In the world of custom building, the frame is the bit you leave alone—unless you really know what you are doing.
Anyone can chop and loop a subframe, but creating a stress-bearing main frame from scratch takes patience, guts and familiarity with concepts like torsional stiffness and tensile strength.

That’s one reason the custom scene tends to develop slowly. But occasionally someone comes along and chucks the rulebook in the bin. Which is exactly what a father-and-son team from Greece have just done, with this incredible monocoque built around a BMW R nineT engine.
Dino and his son Marios Nikolaidis run DNA Filters, the company that makes some of the best aftermarket intake systems money can buy. They stunned us with their KTM RC8 a year ago, but they’ve really outdone themselves this time.

Marios grew up buzzing around on a little monocoque 80cc racer, and then studied Motorsport Engineering at London’s Brunel University.
That’s where the inspiration and the skills came from, and DNA’s in-house engineering team helped out too.

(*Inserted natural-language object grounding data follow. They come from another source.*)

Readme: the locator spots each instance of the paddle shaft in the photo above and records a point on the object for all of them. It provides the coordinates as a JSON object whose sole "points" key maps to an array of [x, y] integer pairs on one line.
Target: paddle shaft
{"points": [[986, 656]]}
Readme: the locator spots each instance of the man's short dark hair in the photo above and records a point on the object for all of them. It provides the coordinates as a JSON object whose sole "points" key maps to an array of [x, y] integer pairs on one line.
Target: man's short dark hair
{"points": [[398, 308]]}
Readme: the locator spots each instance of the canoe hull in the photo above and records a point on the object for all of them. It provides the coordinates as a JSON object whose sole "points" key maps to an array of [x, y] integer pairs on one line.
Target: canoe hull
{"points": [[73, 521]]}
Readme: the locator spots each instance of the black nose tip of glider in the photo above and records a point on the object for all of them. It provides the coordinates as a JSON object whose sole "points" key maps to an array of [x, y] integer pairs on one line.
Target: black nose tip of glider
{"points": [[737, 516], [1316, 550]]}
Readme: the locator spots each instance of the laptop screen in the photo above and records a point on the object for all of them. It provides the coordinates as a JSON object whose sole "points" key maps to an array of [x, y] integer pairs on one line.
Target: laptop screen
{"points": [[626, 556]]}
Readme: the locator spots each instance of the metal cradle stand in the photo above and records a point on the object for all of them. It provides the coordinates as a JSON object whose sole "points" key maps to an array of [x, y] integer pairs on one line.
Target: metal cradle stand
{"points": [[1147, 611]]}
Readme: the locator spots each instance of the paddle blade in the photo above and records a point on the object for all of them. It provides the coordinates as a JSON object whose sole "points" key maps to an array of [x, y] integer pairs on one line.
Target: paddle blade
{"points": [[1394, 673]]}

The honeycomb monocoque on ‘DCR-018 Billet Sting’ is CNC-milled from ten billets of 6082-T651 aluminum—a high-strength grade that’s easily machined and commonly found in everything from cranes to beer barrels.
After the honeycomb pieces were welded together, the geometry of the bike was fine-tuned with further machining. DNA have left the machine tool paths visible on the honeycomb, but clear anodized the frame to protect against oxidation

On the steering head and suspension side, Dino and Marios have opted for sportier settings more akin to the racetrack than the road.
They’ve installed a custom 43mm Hyperpro fork, with ‘right way up’ construction to reflect the heritage of the Boxer engine. The specs are ultra-modern, though: coated tubes, 110mm of travel, adjustable high- and low-speed compression damping, adjustable rebound damping, and a progressive springs.

Hyperpro also supplied the multi-adjustable shock for the rear end, but the real action there is in the swingarm.
It’s CNC machined into a Z shape, connected to the lower part of the frame via two giant 40 mm bearings, and with the exposed cardan shaft running through it. The swingarm was also designed to accommodate a 200 mm wide Michelin Power Slick Evo tire—a racing-derived compound popular with trackday riders.

DNA is in the business of performance improvement, and they’ve managed to give the R nineT motor a solid boost without messing with the internals. It now measures 122 hp at the back wheel.
The power jolt comes from an extraordinary intake system: two 600 mm (23 inch) hexagonal tubes that channel the air to a pair of 66 mm DNA filters in transparent Lexan airboxes. The aluminum tubes also support the fairing and LED headlights.

CNC machined from huge blocks of 6082 alloy, the tubes provide increased pressure at speeds above 160 kph (100 mph), and zero flow restriction at lower speeds.
They’re matched to a titanium exhaust system, custom designed by Akrapovi?. The mufflers are finished with a honeycomb grill to match the monocoque, and follow the contour of the seat.

A new ECU takes advantage of the intake and exhaust upgrades, and delivers that extra 10 hp to the back wheel.
DNA have even hooked it up to a sensor on the gear lever: as soon as the rider applies force to change gear, the ECU momentarily cuts ignition for a few milliseconds to allow the next gear to slip into position without the use of the clutch.

This is one of those bikes where you could run to 2,000 words going over all the details, and still inadvertently leave something out.
Everything is absolutely top-shelf, right down to the ISR brake system, with four-piston CNC machined billet calipers front and rear—plus race-ready master cylinders.

The tiny reservoirs sit ahead of a massive top triple clamp, which has a honeycomb finish to match the monocoque. The clip-ons house switches from Purpose Built Moto, and there’s a Hyperpro steering damper to control any twitchiness.
On top of the ‘tank’ is a custom instrument display/telemetry controller from Plex Tuning. It’s an extraordinary 4.3” TFT display that can be configured to show virtually any data coming from the ECU, above and beyond the usual speed and rpm readouts.

Pore over the images in detail, and the clever little tricks keep popping out. We especially love the oil cooler, machined out of billet aluminum and resembling the vertebral column of a fish. The cooler fits snugly against the front of the engine, leaving just the air-cooling ‘bones’ exposed.
Billet Sting is one of the most creative customs we’ve seen in a long time. And even better, it’s creative because it’s more than just an exercise in aesthetics: it pushes technology and modern manufacturing techniques to the limit.

Kudos to Dino and Marios for not just thinking outside the box, but blowing it to smithereens.